July 02, 2011

Have Your Garden and Eat It Too

Rosalind Creasy's book, Edible Landscaping was awarded to a lucky reader of Simply Susans' blog
  --ME! It came in yesterday's mail. There was no requirement that I have to review the book, or even mention it. I must tell you about it.

The cover has photos of red cabbages, eggplants and apples and a picture of a patio  garden with bowls of red tomatoes in a setting of both edibles and ornamental plants, inviting a look inside.

Cabbages from my neighbor's garden.
Real cabbages are as beautiful as ornamental ones for a late winter garden.

I'm already planning to plant red mustard with foxtail fern and alyssum as
illustrated in the book. All I need are the mustard seeds before autumn.

This is not a small book. Four hundred large pages of information and photos inspire. I'm already planning how I can reconstruct my herb garden, enlarge my okra bed into a potager and landscape around my pear trees.

My herb garden with calendula, oregano, rosemary and thyme.
It can be so much more with some additions and renovation.

Red Onions
The second half of the book is an Encyclopedia of Edibles
followed by a Big List of Edible Plants.

Recent pic of pears in my garden.
Ms.

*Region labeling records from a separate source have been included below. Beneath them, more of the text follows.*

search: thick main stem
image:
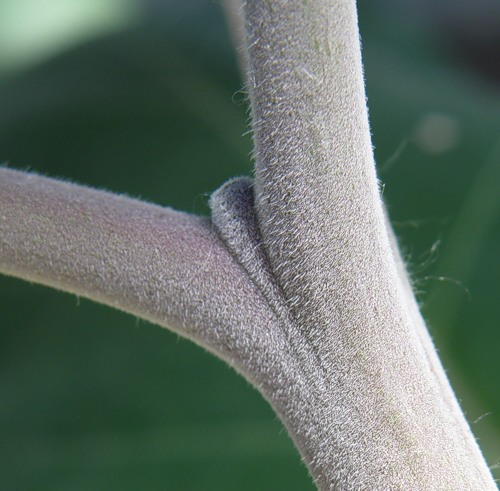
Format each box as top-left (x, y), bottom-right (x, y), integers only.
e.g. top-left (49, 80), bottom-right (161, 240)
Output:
top-left (242, 0), bottom-right (496, 491)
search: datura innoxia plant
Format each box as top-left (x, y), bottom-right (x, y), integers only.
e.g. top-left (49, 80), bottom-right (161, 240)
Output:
top-left (0, 0), bottom-right (496, 491)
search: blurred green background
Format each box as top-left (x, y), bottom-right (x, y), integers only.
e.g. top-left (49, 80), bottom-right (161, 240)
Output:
top-left (0, 0), bottom-right (500, 491)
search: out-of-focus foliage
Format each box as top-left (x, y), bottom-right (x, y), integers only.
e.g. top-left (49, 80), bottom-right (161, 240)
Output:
top-left (0, 0), bottom-right (500, 491)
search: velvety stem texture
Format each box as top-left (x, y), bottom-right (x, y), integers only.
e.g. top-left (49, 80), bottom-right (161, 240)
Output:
top-left (242, 0), bottom-right (496, 491)
top-left (0, 0), bottom-right (496, 491)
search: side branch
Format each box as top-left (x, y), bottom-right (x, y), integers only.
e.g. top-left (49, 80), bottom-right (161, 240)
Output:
top-left (0, 168), bottom-right (274, 371)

Creasy's book not only discusses varieties of pears and how to grow them
she tells how to use them in the kitchen and how to place them in the landscape.

Okra was included in the book.
She did not rave about it the way I would have.
We had fried okra for dinner last evening, and baked zuchinni.
My plants need a more decorative setting besides
the makeshift fence for keeping out the cat and dog.

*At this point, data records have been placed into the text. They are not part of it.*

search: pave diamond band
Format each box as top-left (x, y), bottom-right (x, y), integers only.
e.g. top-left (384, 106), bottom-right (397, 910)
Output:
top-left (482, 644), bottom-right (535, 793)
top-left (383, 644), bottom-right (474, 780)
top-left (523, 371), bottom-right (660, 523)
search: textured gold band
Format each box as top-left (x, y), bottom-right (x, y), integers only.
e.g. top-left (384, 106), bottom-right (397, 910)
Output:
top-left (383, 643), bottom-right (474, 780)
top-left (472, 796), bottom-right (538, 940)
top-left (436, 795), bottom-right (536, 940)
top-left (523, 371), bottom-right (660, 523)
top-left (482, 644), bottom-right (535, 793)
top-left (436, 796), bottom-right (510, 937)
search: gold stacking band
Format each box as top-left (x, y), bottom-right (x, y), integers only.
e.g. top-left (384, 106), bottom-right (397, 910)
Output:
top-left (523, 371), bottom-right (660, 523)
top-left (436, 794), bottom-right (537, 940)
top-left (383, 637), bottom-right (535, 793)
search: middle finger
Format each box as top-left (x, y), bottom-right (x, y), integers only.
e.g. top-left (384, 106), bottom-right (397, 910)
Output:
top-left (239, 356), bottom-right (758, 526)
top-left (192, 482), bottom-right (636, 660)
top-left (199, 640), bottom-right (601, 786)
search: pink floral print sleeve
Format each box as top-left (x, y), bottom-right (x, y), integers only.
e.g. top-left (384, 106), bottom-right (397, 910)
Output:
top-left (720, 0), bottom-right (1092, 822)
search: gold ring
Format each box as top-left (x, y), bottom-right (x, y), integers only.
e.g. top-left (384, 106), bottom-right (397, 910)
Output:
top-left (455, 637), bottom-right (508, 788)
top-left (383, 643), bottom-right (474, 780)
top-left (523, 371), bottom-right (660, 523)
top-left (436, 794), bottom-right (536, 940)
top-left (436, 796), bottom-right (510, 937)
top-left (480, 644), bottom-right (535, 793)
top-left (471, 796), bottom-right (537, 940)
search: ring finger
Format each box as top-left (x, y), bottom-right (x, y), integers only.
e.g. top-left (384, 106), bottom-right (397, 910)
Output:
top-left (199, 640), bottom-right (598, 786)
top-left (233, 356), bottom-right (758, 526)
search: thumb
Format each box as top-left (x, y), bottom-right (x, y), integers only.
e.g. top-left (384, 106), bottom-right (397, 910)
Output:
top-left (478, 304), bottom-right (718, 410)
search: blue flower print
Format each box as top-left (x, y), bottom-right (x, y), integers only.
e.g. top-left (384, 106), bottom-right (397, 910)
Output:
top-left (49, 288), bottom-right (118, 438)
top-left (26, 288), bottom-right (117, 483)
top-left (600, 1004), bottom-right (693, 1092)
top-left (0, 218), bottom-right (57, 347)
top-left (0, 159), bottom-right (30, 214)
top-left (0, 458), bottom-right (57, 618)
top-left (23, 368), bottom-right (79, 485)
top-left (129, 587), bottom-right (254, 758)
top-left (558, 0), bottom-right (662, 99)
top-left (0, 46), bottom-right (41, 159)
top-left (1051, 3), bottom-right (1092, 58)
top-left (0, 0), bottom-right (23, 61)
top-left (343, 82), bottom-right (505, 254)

Hidden Ginger, Shell Ginger, variegated Alpinia and Cardamon Ginger at lower edge.
My gingers do not include Zingiber. The Ginger Garden will definitely need updating 

Pineapple Pear

I've been reading Rosalind Creasy's work for years. I still treasure her article from Country Living Gardens of 16 years ago, A Storybook Garden, visited by Alice in Wonderland and her friends. The Alice Garden featured vegetables and herbs as well as the expected maze and teahouse. The nearest I came to an Alice Garden was red roses, white roses and a cement rabbit. This latest book holds the same enchantment. 

Red Cascade

Thank you, Susan, for this wonderful book.
I wish everybody could have one.
It would definitely be an investment that will
return a good dividend in Landscape Edibles.

Flowers and text are from the garden of Nell Jean blogged on Dotty Plants Journal in hot, humid Southwest Georgia.


Pauline said...

What a super herb garden you have, I am full of envy at the great variety that you can grow. Your book sounds wonderful, so useful when they tell you how to use the food as well as grow it ! Sounds as if you are going to be busy !!

Karin / Southern Meadows said...

Sounds like a very intriguing book! What a super garden you have. already so full of fruit and herbs.

Alison said...

Sounds like a great book, congrats on winning it! It's great to get inspiration from books on how to change our own gardens.

Anonymous said...

Complex Post. This transmit helped me in my college assignment. Thnaks Alot

gld said...

This is a garden book I don't have and it sounds like a good one.

I may have to add that to my 'want' list at Amazon.